Hi All,
I have read the documentation on replacing strings in the response content. Seems there are two ways: via AssignMessage Policy or via a Javascript Policy. Is there any performance difference between these methods?
Also I am wondering why my policy doesn’t work.
<?xml version="1.0" encoding="UTF-8" standalone="yes"?>
<AssignMessage name="AM-Set-Custom-Response">
<AssignTo createNew="false" type="response"/>
<IgnoreUnresolvedVariables>true</IgnoreUnresolvedVariables>
<Set>
<Payload>{replace(response.content, '^https://urltoreplace/','https://replacementurl')}</Payload>
</Set>
</AssignMessage>
Thanks again for all the support this community provides.
I don’t have an estimate for performance differences. AssignMessage is generally very fast, and JavaScript is generally slower. But … I would suggest that you just use the simplest thing possible. Optimize on whatever seems to be most maintainable. Worry about performance later.

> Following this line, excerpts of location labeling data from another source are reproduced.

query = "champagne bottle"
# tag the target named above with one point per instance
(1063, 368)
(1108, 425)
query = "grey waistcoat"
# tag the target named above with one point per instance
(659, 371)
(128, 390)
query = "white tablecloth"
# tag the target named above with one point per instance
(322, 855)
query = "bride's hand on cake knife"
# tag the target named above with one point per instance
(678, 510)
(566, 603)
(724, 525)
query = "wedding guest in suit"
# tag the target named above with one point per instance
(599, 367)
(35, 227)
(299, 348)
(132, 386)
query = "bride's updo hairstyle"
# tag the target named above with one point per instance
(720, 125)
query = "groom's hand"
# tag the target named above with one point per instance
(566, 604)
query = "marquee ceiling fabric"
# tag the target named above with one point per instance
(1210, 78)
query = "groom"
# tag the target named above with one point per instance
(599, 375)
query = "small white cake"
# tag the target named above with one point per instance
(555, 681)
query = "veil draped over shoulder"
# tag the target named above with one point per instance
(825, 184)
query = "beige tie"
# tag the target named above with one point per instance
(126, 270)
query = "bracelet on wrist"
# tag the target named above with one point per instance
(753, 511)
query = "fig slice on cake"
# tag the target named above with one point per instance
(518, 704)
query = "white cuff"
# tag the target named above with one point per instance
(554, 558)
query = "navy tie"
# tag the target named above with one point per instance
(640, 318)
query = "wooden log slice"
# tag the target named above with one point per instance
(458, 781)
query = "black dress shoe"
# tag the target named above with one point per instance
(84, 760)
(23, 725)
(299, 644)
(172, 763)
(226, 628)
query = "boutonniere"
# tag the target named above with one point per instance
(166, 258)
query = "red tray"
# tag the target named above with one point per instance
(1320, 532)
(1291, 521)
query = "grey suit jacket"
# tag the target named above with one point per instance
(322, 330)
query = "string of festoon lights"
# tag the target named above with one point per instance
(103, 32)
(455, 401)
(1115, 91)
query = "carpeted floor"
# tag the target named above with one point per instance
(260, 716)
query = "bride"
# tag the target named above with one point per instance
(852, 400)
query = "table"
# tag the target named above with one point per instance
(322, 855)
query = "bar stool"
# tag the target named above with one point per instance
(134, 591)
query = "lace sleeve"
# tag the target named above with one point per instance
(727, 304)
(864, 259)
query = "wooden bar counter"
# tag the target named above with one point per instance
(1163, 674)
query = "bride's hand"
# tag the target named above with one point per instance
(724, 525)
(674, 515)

as for your policy, I suggest 3 things:
- eliminate spaces in the template
- use temp variables.
- use replaceAll
Like this:
<AssignMessage name="AM-Set-Custom-Response">
<IgnoreUnresolvedVariables>true</IgnoreUnresolvedVariables>
<AssignVariable>
<Name>needle</Name>
<Value>^https://urltoreplace/</Value>
</AssignVariable>
<AssignVariable>
<Name>replacement</Name>
<Value>https://replacementurl</Value>
</AssignVariable>
<Set>
<Payload>{replaceAll(response.content,needle,replacement)}</Payload>
</Set>
</AssignMessage>
Also, last thing, this is ineffectual, a no-op:
<AssignTo createNew="false" type="response"/>
…so you can safely omit it from your policy.